Todas las meningitis importan

El Día Mundial de la Meningitis se conmemora cada año el 24 de abril porque son 24horas las que te diferencian entre estar vivo o muerto.  Y el eslogan elegido para este año ha sido «All Meningitis Matters» ó “Todas las Meningitis Importan“.

Hay 4 tipos diferentes: bacteriana, vírica , por hongos y parásitos. Algunas son mas peligrosas que otras , pero debemos conocerlas. De ahí la importancia de la vacunación y prevención frente a la misma.

En el caso de las meningitis bacterianas, son mortales en el 50% de los casos no tratados o no tratados a tiempo. Incluso cuando se diagnostica tempranamente y recibe tratamiento adecuado, un 5 a 10% de los pacientes fallece. Por su mortalidad y las graves secuelas entre sus supervivientes , la Organización Mundial de la Salud (OMS) la considera una urgencia médica y obliga además a su reporte inmediato.

La mejor forma de prevenirla: la vacunación.

Aunque no entres en los grupos de riesgo por tener 20 o 40 años, estás expuesto cada vez que sales a la calle y eres susceptibles de padecerla.

Hoy quiero acercaros la historia de Davide (contada por su novia Cecilia) que al igual que la mía, es una bofetada de realidad.

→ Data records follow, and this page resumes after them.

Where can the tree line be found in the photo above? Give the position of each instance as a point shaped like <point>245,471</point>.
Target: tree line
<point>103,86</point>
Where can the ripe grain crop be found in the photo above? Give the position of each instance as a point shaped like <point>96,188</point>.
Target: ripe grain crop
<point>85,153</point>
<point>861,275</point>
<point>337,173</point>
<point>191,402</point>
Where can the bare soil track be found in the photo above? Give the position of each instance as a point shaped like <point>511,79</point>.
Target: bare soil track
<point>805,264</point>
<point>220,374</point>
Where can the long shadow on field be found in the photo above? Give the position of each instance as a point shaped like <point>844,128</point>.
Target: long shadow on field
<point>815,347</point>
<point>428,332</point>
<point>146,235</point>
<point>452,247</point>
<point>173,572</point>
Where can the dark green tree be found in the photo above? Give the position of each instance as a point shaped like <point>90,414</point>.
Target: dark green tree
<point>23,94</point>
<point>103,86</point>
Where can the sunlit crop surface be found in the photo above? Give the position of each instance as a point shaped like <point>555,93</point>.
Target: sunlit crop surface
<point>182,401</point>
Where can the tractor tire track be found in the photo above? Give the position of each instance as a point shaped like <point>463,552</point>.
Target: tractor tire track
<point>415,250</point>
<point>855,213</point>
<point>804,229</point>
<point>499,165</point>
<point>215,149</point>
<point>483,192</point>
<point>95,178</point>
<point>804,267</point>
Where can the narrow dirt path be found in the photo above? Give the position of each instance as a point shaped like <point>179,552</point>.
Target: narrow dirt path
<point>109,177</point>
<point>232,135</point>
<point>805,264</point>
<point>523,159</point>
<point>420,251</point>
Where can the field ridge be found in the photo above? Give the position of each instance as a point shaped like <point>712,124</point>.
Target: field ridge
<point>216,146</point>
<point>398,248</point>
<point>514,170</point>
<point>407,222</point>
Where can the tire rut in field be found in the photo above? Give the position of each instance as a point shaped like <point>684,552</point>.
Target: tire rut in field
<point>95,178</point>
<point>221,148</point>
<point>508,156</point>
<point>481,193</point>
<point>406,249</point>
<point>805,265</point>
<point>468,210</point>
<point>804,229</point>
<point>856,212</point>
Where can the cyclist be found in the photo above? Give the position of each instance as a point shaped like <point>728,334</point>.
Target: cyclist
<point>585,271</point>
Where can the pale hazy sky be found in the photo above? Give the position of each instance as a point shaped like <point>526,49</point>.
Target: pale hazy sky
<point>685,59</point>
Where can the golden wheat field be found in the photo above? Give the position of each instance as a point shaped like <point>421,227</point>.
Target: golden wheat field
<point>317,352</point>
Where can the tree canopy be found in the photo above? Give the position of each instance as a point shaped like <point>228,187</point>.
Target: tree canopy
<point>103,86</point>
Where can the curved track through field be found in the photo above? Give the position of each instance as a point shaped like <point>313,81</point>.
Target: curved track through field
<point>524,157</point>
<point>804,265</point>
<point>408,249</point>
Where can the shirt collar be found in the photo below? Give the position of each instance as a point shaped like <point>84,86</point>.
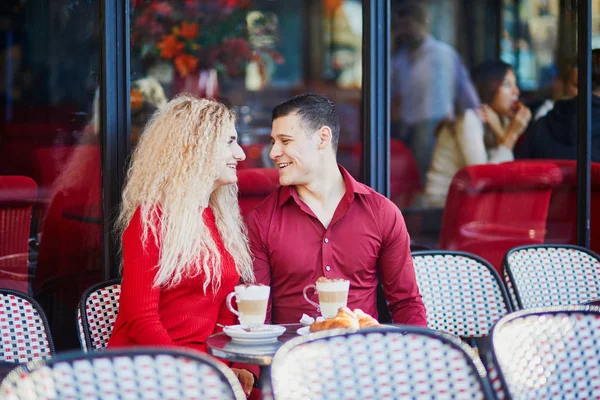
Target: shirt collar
<point>352,187</point>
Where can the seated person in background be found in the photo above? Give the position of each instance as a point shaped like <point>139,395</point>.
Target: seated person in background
<point>322,222</point>
<point>555,135</point>
<point>478,136</point>
<point>564,87</point>
<point>183,245</point>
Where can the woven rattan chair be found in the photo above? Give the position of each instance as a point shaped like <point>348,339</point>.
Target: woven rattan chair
<point>96,314</point>
<point>462,293</point>
<point>550,275</point>
<point>23,328</point>
<point>381,363</point>
<point>124,374</point>
<point>549,353</point>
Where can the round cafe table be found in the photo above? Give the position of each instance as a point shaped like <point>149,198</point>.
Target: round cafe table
<point>221,346</point>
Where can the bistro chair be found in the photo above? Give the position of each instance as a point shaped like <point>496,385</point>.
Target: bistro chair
<point>134,373</point>
<point>379,363</point>
<point>551,275</point>
<point>96,314</point>
<point>23,328</point>
<point>462,293</point>
<point>548,353</point>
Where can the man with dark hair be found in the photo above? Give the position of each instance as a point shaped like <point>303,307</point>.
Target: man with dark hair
<point>323,223</point>
<point>429,82</point>
<point>555,134</point>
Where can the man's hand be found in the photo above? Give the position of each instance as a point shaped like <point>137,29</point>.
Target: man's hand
<point>246,379</point>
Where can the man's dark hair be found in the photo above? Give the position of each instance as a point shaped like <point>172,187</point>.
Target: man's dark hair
<point>314,111</point>
<point>414,10</point>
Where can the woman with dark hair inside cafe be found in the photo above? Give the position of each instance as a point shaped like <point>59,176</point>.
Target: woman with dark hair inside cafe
<point>478,136</point>
<point>183,243</point>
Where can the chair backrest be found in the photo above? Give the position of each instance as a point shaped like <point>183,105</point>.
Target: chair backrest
<point>549,353</point>
<point>384,363</point>
<point>18,194</point>
<point>546,275</point>
<point>462,293</point>
<point>23,328</point>
<point>254,185</point>
<point>562,212</point>
<point>134,373</point>
<point>96,315</point>
<point>492,208</point>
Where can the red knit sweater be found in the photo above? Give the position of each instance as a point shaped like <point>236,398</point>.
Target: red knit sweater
<point>181,316</point>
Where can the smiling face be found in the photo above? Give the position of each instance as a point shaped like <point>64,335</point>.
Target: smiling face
<point>232,154</point>
<point>295,151</point>
<point>506,96</point>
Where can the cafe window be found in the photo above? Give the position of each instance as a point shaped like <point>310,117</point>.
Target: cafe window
<point>250,55</point>
<point>50,146</point>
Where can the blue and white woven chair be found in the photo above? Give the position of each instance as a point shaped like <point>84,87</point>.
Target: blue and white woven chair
<point>462,293</point>
<point>379,363</point>
<point>135,373</point>
<point>551,275</point>
<point>549,353</point>
<point>96,314</point>
<point>24,329</point>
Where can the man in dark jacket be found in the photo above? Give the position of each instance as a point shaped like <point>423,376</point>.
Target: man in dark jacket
<point>555,135</point>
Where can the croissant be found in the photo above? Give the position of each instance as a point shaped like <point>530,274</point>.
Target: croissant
<point>364,319</point>
<point>345,318</point>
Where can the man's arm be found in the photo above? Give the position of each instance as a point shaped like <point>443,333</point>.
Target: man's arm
<point>397,270</point>
<point>259,249</point>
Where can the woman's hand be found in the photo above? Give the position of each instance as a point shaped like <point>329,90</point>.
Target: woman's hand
<point>489,117</point>
<point>246,379</point>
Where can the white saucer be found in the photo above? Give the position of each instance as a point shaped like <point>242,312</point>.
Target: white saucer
<point>305,330</point>
<point>260,335</point>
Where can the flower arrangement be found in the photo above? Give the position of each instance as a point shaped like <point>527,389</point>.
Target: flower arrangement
<point>197,35</point>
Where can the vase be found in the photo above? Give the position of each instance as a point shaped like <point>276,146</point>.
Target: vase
<point>202,83</point>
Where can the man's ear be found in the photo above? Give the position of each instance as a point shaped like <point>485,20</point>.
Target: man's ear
<point>325,137</point>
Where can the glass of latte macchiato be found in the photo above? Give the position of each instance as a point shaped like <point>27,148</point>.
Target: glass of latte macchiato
<point>333,294</point>
<point>251,302</point>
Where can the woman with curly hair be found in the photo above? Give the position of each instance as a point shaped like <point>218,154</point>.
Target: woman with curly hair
<point>183,241</point>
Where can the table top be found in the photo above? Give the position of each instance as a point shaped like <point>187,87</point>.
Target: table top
<point>221,346</point>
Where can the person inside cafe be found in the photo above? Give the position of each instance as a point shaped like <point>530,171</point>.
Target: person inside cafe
<point>481,135</point>
<point>554,136</point>
<point>321,222</point>
<point>183,243</point>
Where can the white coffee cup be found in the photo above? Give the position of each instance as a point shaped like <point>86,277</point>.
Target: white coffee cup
<point>333,294</point>
<point>251,304</point>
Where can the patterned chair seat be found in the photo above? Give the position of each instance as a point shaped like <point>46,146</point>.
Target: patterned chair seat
<point>549,353</point>
<point>462,293</point>
<point>24,329</point>
<point>124,374</point>
<point>97,313</point>
<point>381,363</point>
<point>550,275</point>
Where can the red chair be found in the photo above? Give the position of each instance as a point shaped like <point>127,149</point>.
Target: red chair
<point>18,194</point>
<point>492,208</point>
<point>562,214</point>
<point>254,185</point>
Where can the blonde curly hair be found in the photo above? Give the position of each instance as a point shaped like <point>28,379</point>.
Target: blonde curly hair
<point>171,177</point>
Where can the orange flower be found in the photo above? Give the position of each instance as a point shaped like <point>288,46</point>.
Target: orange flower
<point>185,63</point>
<point>169,47</point>
<point>188,31</point>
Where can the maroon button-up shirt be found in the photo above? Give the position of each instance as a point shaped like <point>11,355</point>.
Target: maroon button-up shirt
<point>367,234</point>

De cómo una enfermedad puede cambiar tu vida radicalmente y la única opción es plantarle cara.

UNA HISTORIA  DE SUPERACIÓN


‘Shock séptico / sepsis meningocócica.’ eran las palabras escritas junto al nombre de mi chico en el ordenador que había en la puerta de su box en la UCI. Acompañando a estas palabras había un pequeño símbolo, un dibujito que representaba una explosión, que, en el listado de pacientes ingresados en la unidad, solo él tenía. En la sala, quietud angustiante, silencio cargado, pesado, solo interrumpido por los zumbidos y pitidos de máquinas aquí y allá.

La enfermera me miró con unos ojos imposibles de olvidar, y con palabras suaves me aconsejó que volviera a casa, que me llamarían en cuanto hubiera fallecido.


Me dio a entender también que sus padres – que habían cogido el primer vuelo desde Italia y llegaban de madrugada – difícilmente encontrarían a su hijo con vida. 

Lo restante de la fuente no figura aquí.